He rose from his chair and came over to where she stood.
“Good-afternoon, madam,” he said.
“Good-evenin’, suh,” she answered, ducking suddenly with a quaint curtsy. Her voice was shrill and piping, but softened somewhat by age. “Is dis yere whar Mistuh Ryduh lib, suh?” she asked, looking around her doubtfully, and glancing into the open windows, through which some of the preparations for the evening were visible.
“Yes,” he replied, with an air of kindly patronage, unconsciously flattered by her manner, “I am Mr. Ryder. Did you want to see me?”
“Yas, suh, ef I ain’t ‘sturbin’ of you too much.”
“Not at all. Have a seat over here behind the vine, where it is cool. What can I do for you?”

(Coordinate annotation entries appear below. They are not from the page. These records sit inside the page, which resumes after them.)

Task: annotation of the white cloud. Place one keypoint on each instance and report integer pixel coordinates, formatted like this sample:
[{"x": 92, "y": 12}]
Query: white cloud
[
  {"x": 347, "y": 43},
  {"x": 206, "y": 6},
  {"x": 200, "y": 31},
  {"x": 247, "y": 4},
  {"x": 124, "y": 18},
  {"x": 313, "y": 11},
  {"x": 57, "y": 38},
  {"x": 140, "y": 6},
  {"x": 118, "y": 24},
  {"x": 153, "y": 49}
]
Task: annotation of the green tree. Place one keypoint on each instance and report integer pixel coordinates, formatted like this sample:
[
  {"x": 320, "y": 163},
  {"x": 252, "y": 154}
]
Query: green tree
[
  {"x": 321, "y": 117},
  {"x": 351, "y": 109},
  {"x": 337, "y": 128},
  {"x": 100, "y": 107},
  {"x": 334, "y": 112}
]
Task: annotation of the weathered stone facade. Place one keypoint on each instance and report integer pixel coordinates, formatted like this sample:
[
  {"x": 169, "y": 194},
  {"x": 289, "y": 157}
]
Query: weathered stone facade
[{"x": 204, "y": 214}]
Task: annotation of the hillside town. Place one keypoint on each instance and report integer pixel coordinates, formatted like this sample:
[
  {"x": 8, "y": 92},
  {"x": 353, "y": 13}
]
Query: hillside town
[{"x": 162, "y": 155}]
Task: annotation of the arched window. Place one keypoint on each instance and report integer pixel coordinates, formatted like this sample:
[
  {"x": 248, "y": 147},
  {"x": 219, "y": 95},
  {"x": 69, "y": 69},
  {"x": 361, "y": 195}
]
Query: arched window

“‘Scuse me, suh,” she continued, when she had sat down on the edge of a chair, “‘scuse me, suh, I ‘s lookin’ for my husban’. I heerd you wuz a big man an’ had libbed heah a long time, an’ I ‘lowed you would n’t min’ ef I ‘d come roun’ an’ ax you ef you ‘d ever heerd of a merlatter man by de name er Sam Taylor ‘quirin’ roun’ in de chu’ches ermongs’ de people fer his wife ‘Liza Jane?”
Mr. Ryder seemed to think for a moment.
“There used to be many such cases right after the war,” he said, “but it has been so long that I have forgotten them. There are very few now. But tell me your story, and it may refresh my memory.”

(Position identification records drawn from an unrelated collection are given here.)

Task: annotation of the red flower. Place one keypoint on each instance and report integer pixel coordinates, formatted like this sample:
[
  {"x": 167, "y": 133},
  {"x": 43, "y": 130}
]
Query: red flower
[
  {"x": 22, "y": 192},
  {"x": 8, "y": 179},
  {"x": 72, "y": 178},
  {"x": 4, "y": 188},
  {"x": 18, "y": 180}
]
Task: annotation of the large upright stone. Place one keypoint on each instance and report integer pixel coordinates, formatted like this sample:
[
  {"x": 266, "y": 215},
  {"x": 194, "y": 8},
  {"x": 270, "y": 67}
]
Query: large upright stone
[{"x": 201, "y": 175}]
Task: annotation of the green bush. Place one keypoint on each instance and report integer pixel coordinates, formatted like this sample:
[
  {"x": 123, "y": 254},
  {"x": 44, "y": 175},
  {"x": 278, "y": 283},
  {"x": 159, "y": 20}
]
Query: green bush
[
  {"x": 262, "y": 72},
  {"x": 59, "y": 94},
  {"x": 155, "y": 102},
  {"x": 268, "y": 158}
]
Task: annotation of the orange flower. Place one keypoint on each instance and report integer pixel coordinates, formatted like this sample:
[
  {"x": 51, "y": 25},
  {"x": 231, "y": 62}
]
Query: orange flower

She sat back farther in her chair so as to be more comfortable, and folded her withered hands in her lap.
“My name ‘s ‘Liza,” she began, “‘Liza Jane. W’en I wuz young I us’ter b’long ter Marse Bob Smif, down in ole Missoura. I wuz bawn down dere. Wen I wuz a gal I wuz married ter a man named Jim. But Jim died, an’ after dat I married a merlatter man named Sam Taylor. Sam wuz free-bawn, but his mammy and daddy died, an’ de w’ite folks ‘prenticed him ter my marster fer ter work fer ‘im ‘tel he wuz growed up. Sam worked in de fiel’, an’ I wuz de cook. One day Ma’y Ann, ole miss’s maid, came rushin’ out ter de kitchen, an’ says she, ”Liza Jane, ole marse gwine sell yo’ Sam down de ribber.’

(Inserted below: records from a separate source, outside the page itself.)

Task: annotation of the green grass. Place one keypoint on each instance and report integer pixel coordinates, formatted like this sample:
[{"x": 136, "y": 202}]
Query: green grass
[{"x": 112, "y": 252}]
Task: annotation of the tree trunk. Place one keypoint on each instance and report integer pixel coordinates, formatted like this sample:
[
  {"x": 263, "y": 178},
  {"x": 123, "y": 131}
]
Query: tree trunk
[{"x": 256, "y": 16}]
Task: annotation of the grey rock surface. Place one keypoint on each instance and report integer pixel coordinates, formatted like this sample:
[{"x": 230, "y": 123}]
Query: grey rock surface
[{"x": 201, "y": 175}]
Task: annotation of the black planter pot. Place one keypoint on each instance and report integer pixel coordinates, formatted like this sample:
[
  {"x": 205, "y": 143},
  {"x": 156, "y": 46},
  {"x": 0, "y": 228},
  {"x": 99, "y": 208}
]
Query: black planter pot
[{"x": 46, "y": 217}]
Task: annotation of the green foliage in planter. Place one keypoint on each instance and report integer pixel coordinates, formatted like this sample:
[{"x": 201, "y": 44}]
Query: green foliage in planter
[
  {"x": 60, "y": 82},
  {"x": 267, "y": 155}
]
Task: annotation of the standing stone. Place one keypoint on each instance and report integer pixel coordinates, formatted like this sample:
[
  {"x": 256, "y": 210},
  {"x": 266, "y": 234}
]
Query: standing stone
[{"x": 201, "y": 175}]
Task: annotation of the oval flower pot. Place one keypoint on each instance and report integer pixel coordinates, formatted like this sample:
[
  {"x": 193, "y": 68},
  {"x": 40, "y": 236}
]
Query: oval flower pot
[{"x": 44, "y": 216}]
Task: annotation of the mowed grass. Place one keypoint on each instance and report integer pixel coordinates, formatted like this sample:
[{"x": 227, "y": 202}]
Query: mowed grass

“‘Go way f’m yere,’ says I; ‘my husban’ ‘s free!’
“‘Don’ make no diff’ence. I heerd ole marse tell ole miss he wuz gwine take yo’ Sam ‘way wid ‘im ter-morrow, fer he needed money, an’ he knowed whar he could git a t’ousan’ dollars fer Sam an’ no questions axed.’
“W’en Sam come home f’m de fiel’ dat night, I tole him ’bout ole marse gwine steal ‘im, an’ Sam run erway. His time wuz mos’ up, an’ he swo’ dat w’en he wuz twenty-one he would come back an’ he’p me run erway, er else save up de money ter buy my freedom. An’ I know he ‘d ‘a’ done it, fer he thought a heap er me, Sam did. But w’en he come back he didn’ fin’ me, fer I wuzn’ dere. Ole marse had heerd dat I warned Sam, so he had me whip’ an’ sol’ down de ribber.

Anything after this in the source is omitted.